Appellant contends that Hughes owed him the duty to use ordinary care to keep from injuring him, and that this duty was not performed, because Hughes admitted that he gave no signal or warning before starting his truck. Appellant was entitled to notice that the car was to be pushed, but, if that notice was actually given to him by Thompson, he cannot complain because it was not imparted by Hughes. “Notice or warning is not necessary where the danger is obvious, or the person injured has actual notice thereof.” 45 Cor. Jur. 876, § 306. This rule is based upon sound reason. For instance, where an injured person knows of the approach of a car, the failure of the railroad company operating it to sound an alarm has no causal connection with the accident. Starck v. P. E. R. Co., 172 Cal. 277, 282, 156 P. 51, L. R. A. 1916E, 58.

The record before us contains ample evidence to support the implied finding of the trial court that notice of the moving of the car was given to appellant and those working with him. In addition to the testimony of Thompson, one of the Kranzler sons testified that Thompson told him, his father, his brother, and Morales, that the Blinn Lumber truck was going to push the car. And, from the evidence in the case, a finding that this notice or warning had been given is not necessarily inconsistent with the court's finding that appellant was not negligent.

Appellant seeks to bring himself within the rule that railroad companies are liable for damages caused when they move cars without notice. What has been said concerning the evidence of notice or warning disposes of this point.

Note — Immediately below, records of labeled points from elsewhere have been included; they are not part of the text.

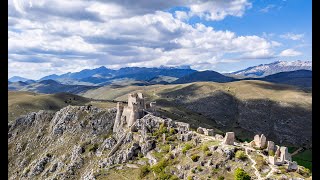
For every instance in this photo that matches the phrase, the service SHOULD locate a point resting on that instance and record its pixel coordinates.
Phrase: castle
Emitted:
(136, 109)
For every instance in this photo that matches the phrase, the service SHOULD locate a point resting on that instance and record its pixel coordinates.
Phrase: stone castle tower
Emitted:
(127, 115)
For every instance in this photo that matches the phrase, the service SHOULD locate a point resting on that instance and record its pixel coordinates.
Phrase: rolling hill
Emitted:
(301, 78)
(21, 103)
(203, 76)
(51, 86)
(247, 107)
(273, 68)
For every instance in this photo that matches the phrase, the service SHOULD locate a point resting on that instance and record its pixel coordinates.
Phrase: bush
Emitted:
(240, 174)
(195, 157)
(171, 138)
(144, 170)
(160, 166)
(93, 147)
(305, 172)
(189, 178)
(174, 177)
(165, 148)
(163, 129)
(271, 153)
(186, 148)
(208, 153)
(172, 131)
(204, 148)
(241, 155)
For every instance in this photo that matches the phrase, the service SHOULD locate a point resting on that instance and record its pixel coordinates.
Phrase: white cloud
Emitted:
(292, 36)
(95, 33)
(289, 53)
(267, 8)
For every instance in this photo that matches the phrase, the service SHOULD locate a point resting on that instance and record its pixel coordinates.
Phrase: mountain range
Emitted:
(87, 79)
(273, 68)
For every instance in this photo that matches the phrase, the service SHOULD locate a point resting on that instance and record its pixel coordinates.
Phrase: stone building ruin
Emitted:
(136, 108)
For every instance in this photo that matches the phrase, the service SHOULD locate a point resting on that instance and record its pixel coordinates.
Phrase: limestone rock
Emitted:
(292, 166)
(229, 138)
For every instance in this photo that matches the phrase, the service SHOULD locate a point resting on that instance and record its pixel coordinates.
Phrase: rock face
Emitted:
(58, 141)
(292, 166)
(76, 141)
(260, 141)
(229, 138)
(205, 131)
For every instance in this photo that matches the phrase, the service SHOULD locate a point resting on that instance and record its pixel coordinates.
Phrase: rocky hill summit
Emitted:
(132, 142)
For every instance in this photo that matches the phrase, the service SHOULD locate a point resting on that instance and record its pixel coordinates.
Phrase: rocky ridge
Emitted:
(75, 143)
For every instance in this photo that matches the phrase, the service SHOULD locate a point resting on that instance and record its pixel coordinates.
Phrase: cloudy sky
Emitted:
(58, 36)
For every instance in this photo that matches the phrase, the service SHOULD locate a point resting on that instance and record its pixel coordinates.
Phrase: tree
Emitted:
(240, 174)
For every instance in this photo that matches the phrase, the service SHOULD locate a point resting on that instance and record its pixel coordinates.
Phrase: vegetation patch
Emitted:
(241, 155)
(240, 174)
(195, 157)
(186, 148)
(144, 170)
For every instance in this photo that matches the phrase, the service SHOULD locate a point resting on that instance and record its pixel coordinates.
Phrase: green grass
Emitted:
(304, 159)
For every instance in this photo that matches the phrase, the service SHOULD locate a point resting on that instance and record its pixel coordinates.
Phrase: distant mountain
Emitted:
(162, 79)
(275, 67)
(17, 78)
(50, 87)
(103, 75)
(203, 76)
(16, 86)
(301, 78)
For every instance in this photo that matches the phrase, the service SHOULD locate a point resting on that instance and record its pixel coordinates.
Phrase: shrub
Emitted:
(163, 129)
(165, 148)
(144, 170)
(172, 131)
(208, 153)
(186, 148)
(215, 171)
(271, 153)
(174, 177)
(305, 172)
(241, 155)
(171, 138)
(160, 166)
(93, 147)
(240, 174)
(189, 178)
(163, 176)
(204, 148)
(195, 157)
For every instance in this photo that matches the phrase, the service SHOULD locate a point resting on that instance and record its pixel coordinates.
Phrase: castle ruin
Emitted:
(127, 115)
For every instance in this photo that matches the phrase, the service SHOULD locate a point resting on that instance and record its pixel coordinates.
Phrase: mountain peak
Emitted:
(274, 67)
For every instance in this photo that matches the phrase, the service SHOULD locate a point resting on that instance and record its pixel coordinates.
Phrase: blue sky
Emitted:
(47, 37)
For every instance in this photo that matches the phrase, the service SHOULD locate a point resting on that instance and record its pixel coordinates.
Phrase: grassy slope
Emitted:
(165, 95)
(21, 103)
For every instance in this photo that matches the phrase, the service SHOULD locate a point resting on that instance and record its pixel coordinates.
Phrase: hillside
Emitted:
(17, 78)
(273, 68)
(247, 107)
(51, 86)
(203, 76)
(80, 142)
(21, 103)
(300, 78)
(103, 75)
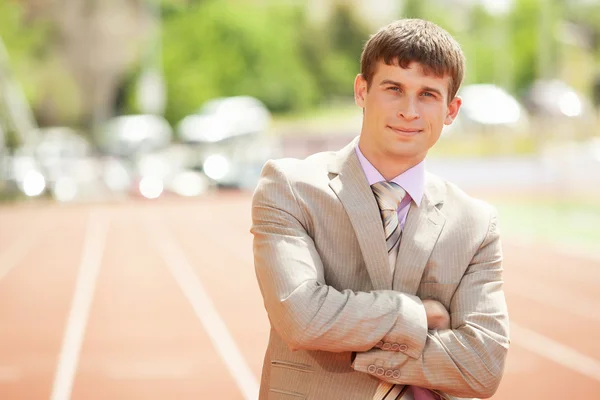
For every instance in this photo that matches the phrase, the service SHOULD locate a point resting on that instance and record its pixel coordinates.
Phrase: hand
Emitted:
(437, 315)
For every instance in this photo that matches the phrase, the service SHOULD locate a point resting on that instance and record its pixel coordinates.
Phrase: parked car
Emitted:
(128, 135)
(488, 108)
(229, 140)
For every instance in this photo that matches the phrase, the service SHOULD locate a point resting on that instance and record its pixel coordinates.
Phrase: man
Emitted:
(380, 280)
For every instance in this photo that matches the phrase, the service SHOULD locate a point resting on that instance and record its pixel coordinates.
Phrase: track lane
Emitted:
(143, 340)
(34, 301)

The further contention is made that Hughes and the lumber company were both trespassers and volunteers, and are liable for any injury committed by them. Assuming that Hughes was either a trespasser or a volunteer, respondents are not liable to the appellant, unless Hughes was negligent in the operation of his truck, and, as has been pointed out, the evidence in this case supports the finding of the trial court that he was not negligent.

The whole question of Hughes' negligence was one for the determination of the trial court from the evidence in the case, and its findings are controlling here. The rule is thoroughly settled and has been stated as follows: “‘It has often been said by this court that it is very rare that a set of circumstances is presented which enables a court to say, as a matter of law, that negligence has been shown. As a general rule, it is a question of fact for the jury, an inference to be deduced from the circumstances of each particular case, and it is only where the deduction to be drawn is inevitably that of negligence that the court is authorized to withdraw the question from the jury.’ Hoff v. Los Angeles Pacific Co., supra [158 Cal. 596, 112 P. 53], quoting from Seller v. Market St. R. Co., 139 Cal. 268, 72 P. 1006.” Gregg v. Western Pac. R. Co., 193 Cal. 212, 225, 223 P. 553, 558.

The judgment is affirmed.

EDMONDS, Justice pro tem.

We concur: HOUSER, Acting P. J.; YORK, J.